28.11.2011, 16:31 Uhr

Inszenierung beherrschen sie schon recht ausreichend. Was fehlt sind Ihre Leistungen.

Mehdorn, Schrempp, Zumwinkel, Claussen- Allein diese vier Namen von "Top"-Managern rufen erschütternde Erinnerungen an Fehlleistungen, Rechtsbeugung und übermäßige Entlohnung ohne Leistung ins Gedächtnis.

Weiter hin sei:
http://www.amazon.de/Nieten-Nadelstreifen-Deutschlands-Manager-Zwielicht/dp/3426771365
empfohlen.

Beim Absahnen sind die Manager da, nur wenns um Verantwortung geht tauchen sie ab.

Kea

28.11.2011, 17:25 Uhr

Gott sei Dank!

danke_dir...

28.11.2011, 18:09 Uhr

Image? Aber hallo... Warum sollen Manager denn nun gefeiert werden, wenn die Arbeitnehmer nicht mal auf ihr Gehalt einen Inflationsausgleich bekommen oder massenweise Zeitarbeitskräfte eingestellt werden?
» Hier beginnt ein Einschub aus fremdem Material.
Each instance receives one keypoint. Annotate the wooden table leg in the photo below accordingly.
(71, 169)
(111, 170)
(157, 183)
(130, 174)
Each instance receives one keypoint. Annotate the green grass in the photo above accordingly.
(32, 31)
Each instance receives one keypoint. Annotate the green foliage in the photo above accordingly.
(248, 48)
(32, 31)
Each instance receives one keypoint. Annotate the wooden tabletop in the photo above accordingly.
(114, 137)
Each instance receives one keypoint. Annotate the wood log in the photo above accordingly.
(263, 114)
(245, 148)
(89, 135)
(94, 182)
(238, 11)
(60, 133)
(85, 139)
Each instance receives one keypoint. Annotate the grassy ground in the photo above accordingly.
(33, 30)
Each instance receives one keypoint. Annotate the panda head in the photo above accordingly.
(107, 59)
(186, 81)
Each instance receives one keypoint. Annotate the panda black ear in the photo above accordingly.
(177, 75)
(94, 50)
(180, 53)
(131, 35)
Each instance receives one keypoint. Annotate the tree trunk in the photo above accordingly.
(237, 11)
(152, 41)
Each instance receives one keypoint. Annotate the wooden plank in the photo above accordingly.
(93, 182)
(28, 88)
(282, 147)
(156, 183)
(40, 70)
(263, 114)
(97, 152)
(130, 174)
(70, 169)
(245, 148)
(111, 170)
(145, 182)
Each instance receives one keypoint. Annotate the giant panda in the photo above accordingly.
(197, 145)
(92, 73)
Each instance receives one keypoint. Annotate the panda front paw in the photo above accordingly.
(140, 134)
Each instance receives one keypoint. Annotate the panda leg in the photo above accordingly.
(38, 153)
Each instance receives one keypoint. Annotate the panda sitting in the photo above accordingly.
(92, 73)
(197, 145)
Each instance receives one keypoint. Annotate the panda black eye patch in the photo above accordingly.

Selber wirtschaften sie in die eigene Tasche und erzählen den Arbeitnehmern etwas von Konsolidierung und "nötige Schritte". Wer glaubhaft sein will, der muss mit gutem Beispiel voran gehen, ein Unternehmen ehrlich und über Jahre führen. So haben das i.d.R. auch die Familienunternehmer seit Jahrzehnten gemacht. Aber wie will denn ein Manager glaubhaft diese Werte rüber bringen, wenn er doch selbst nur noch eine Halbwertszeit von ein paar Monaten oder Jährchen hat und in der Zeit sich die Taschen mit mehr Geld vollstopft, als ein Mitarbeiter jemals im Leben verdienen wird. Wo ist da die Relation? Wo ist da die Bescheidenheit? Wo ist da das gute Benehmen? Wäre ja noch schöner, wenn die Manager für dieses Verhalten auch noch mit einem guten Image in der Öffentlichkeit belohnt werden würden.